Graph object (Multivariate Analysis Toolbox for MatlabŪ)

written by: Liran Carmel

Last modified: 0:48, Fri 10-Sep-2010

General Description
This object describes a mathematical entity known as a (undirected) graph. A graph is written as G(V,E), where V is a set of nodes, and E a set of edges connecting them. In a graph object the nodes are assumed to be indexed by sequential integers, 1, 2, ..., n, with n being the number of nodes and stored at the field named no_nodes. Information about edges is stored in the field weights, which is just the n-by-n matrix W. If W(i,j) is nonzero, this means that an edge exists between nodes i and j. For unweighted graph, W is comprised only from the discrete values 0 and 1. If the graph is weighted, the weight of the edge (i,j) is given by W(i,j).

The nodes may be labeled, and this can be stored in the field node_name. Additionally, nodes can be weighted too, a property sometimes referred to as the node's mass. Therefore, these weights are stored in the field node_mass. The object allows for additional user-defined information to be associated with the node, by the mechanism of "customized fields".

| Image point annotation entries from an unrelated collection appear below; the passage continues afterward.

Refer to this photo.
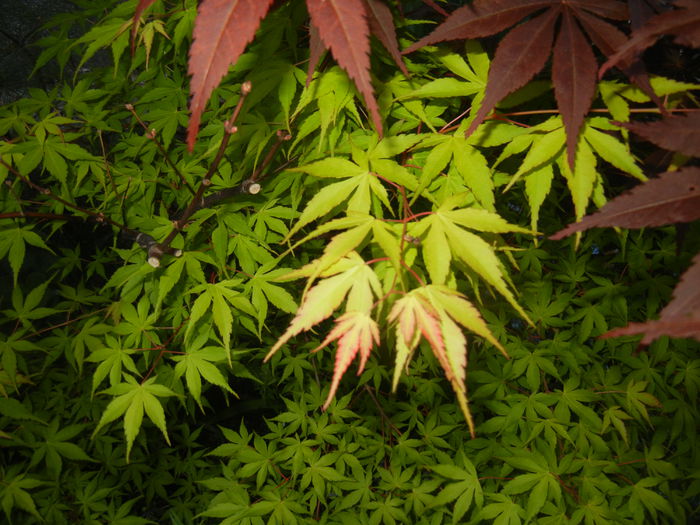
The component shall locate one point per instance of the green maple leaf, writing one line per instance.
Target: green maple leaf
(133, 399)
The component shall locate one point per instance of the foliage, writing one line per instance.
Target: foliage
(146, 273)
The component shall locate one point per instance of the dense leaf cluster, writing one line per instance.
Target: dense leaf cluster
(177, 316)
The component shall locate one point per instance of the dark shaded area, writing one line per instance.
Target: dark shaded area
(21, 26)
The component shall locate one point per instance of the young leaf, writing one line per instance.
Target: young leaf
(131, 401)
(574, 87)
(355, 332)
(523, 52)
(349, 276)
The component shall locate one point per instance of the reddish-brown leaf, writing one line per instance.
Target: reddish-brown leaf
(641, 11)
(222, 30)
(677, 133)
(673, 197)
(613, 9)
(343, 27)
(480, 18)
(574, 76)
(381, 24)
(316, 49)
(686, 295)
(431, 3)
(140, 8)
(520, 56)
(684, 23)
(680, 318)
(523, 52)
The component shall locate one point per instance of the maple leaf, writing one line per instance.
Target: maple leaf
(343, 28)
(673, 197)
(434, 312)
(680, 317)
(349, 277)
(355, 332)
(678, 133)
(222, 30)
(684, 23)
(523, 52)
(381, 25)
(140, 8)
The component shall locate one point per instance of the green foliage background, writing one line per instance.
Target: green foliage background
(571, 429)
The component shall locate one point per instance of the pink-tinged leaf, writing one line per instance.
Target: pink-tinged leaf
(678, 133)
(381, 24)
(480, 18)
(684, 23)
(343, 27)
(680, 318)
(574, 76)
(520, 56)
(222, 30)
(673, 197)
(140, 8)
(355, 332)
(415, 314)
(316, 49)
(319, 304)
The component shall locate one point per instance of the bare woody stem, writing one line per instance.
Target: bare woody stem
(97, 216)
(196, 202)
(151, 134)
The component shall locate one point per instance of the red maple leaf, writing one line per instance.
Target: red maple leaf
(683, 23)
(223, 28)
(524, 51)
(221, 32)
(680, 317)
(678, 133)
(671, 198)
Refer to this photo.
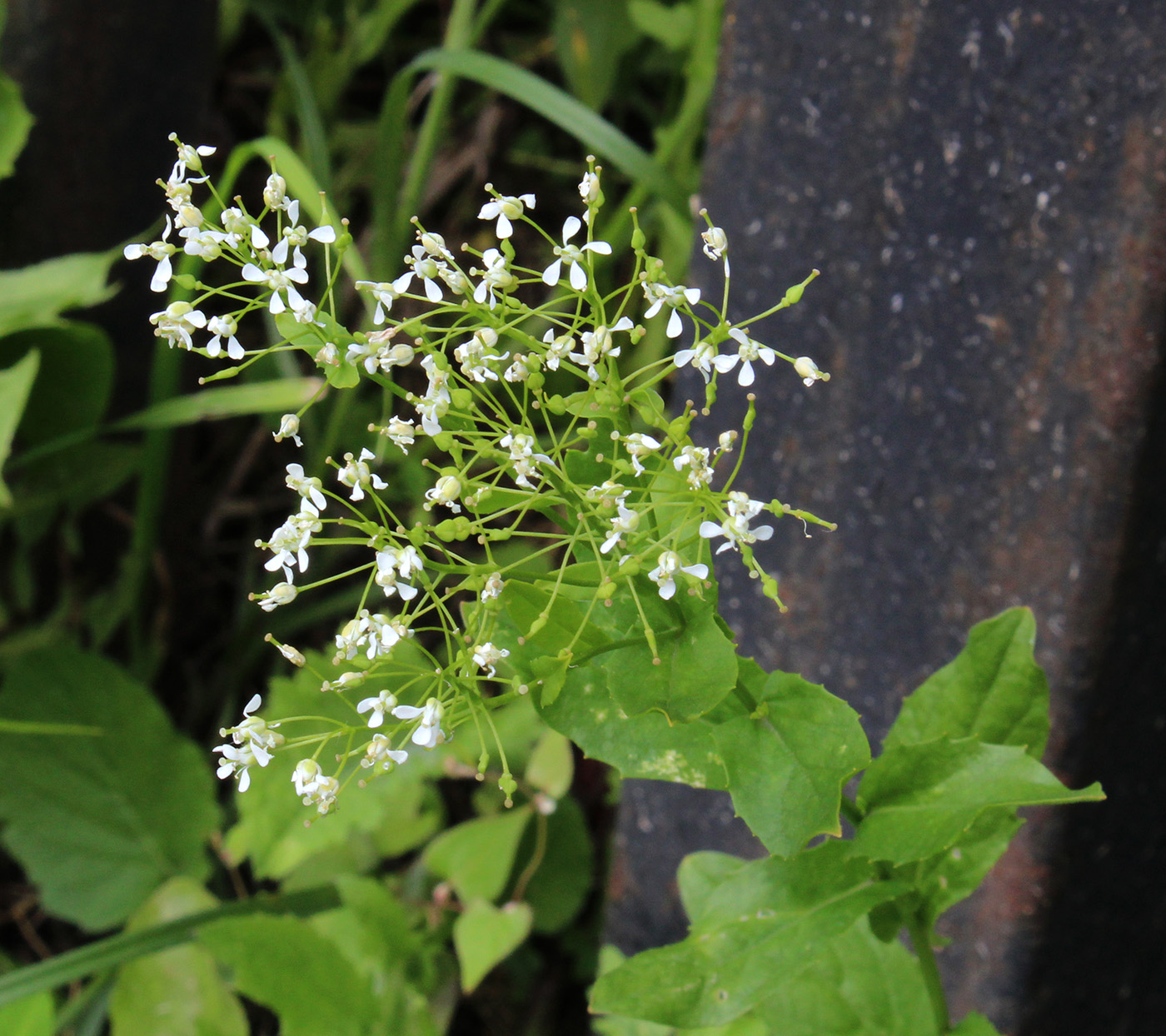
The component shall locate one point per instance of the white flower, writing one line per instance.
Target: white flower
(160, 251)
(625, 521)
(289, 429)
(665, 572)
(746, 352)
(224, 327)
(673, 297)
(446, 491)
(385, 292)
(381, 750)
(282, 593)
(506, 207)
(573, 256)
(495, 277)
(639, 446)
(308, 489)
(428, 733)
(735, 528)
(701, 356)
(486, 656)
(177, 321)
(807, 371)
(696, 461)
(378, 706)
(493, 586)
(358, 476)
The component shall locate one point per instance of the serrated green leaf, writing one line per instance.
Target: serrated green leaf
(15, 122)
(786, 768)
(99, 823)
(919, 799)
(15, 385)
(993, 690)
(859, 986)
(177, 992)
(486, 934)
(37, 295)
(551, 765)
(772, 917)
(283, 964)
(476, 857)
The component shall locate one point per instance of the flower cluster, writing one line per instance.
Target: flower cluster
(536, 421)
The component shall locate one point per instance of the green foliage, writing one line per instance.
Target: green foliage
(177, 992)
(99, 823)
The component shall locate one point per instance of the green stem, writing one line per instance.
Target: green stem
(921, 940)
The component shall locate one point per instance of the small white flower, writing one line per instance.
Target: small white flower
(308, 489)
(505, 209)
(378, 706)
(224, 327)
(358, 476)
(289, 429)
(673, 297)
(493, 587)
(701, 356)
(807, 371)
(428, 733)
(746, 352)
(486, 656)
(573, 256)
(159, 251)
(665, 572)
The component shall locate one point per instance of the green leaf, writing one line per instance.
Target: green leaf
(919, 799)
(262, 397)
(37, 295)
(993, 690)
(597, 134)
(99, 823)
(551, 765)
(859, 986)
(15, 385)
(476, 857)
(285, 965)
(975, 1024)
(771, 917)
(177, 992)
(75, 379)
(15, 122)
(566, 875)
(787, 767)
(486, 934)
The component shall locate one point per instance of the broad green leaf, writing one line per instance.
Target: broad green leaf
(551, 765)
(15, 385)
(772, 917)
(75, 379)
(700, 875)
(15, 122)
(919, 799)
(486, 934)
(787, 767)
(99, 823)
(597, 134)
(264, 397)
(993, 690)
(476, 857)
(37, 295)
(566, 875)
(177, 992)
(975, 1024)
(859, 986)
(283, 964)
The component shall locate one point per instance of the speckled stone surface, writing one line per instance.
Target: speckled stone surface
(982, 187)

Navigate to:     General Description     Class Structure     Class Construction     Class Functions

Class Structure
Each field can be accessed by the dot (.) operation, or by the GET function. The GET function can work on multiple instances simultaneously. Most fields, except for those that are Dependent, can be modified using the dot (.) operation, or by the SET function.
    Field Description Type Default Dedicated Get/Set Function  
    name name of object, should be short and used as identifier. This field will never be empty. string 'unnamed'    
    description verbal description of the class content. string ''    
    source verbal description of the source of information. string ''    
    type type of graph. string 'general graph'    
    node_name names of all nodes. cell array of strings {} nodenames  
    node_mass mass of each node. double vector []    
    node_cfield user-specific node customized fields. cell array of values {}    
    node_cfield_name names of node customized fields. cell array of strings {}    
    weights symmetric sparse weight matrix. double matrix []    
  Dependent no_nodes number of nodes in the graph. integer scalar 0 nonodes  
  Dependent no_node_cfields number of customized fields. integer scalar 0    
  Dependent no_edges number of edges in the graph. integer vector 0 noedges  

Class Construction
Empty instance (scalar)
an empty graph instance, with all fields initialized to their default values.
syntax: gr = graph;
Empty instance (matrix)
an array of empty graph instances.
syntax: gr = graph(size,'size');
Copy constructor
one graph instance is copied into another.
syntax: gr_destination = graph(gr_origin);
Construction by field names
an instance is formed by directly providing field values. Any field which is not dependent is permitted.
syntax: gr = graph(field_name, field_value, ...);
Construction by weights and masses
a graph is uniquely defined by a weight matrix, and a vector of node masses.
syntax: gr = graph(W, M);
Construction from a file
a graph is read from a matrix-market file.
syntax: gr = graph(filename);

List of Functions

Computations:

laplacian
computes the Laplacian of a graph.

Customized fields manipulations:

alloccfield
allocates a new customized field to a graph.
cfieldexist
finds whether a customized field exists in a graph.
cfieldnames
lists the customized fields in a GRAPH object.
getcfield
retrieves a customized field from a graph.
setcfield
sets values for a customized field of GRAPHs.

Display:

show
displays class content.

Information extraction:

nodeid
finds the IDs of a list of nodes.

Maintenance:

verify
computes missing fields.

SET/GET functions:

get
get method
nodenames
retrieves the name of the nodes in the graph.
noedges
retrieves the number of edges in GRAPH objects.
nonodes
retrieves the number of nodes in GRAPH objects.
set
set method

Transformations:

swap
replaces the indices of two nodes.

Visualization:

eigenproj
computes the eigenprojection of a graph.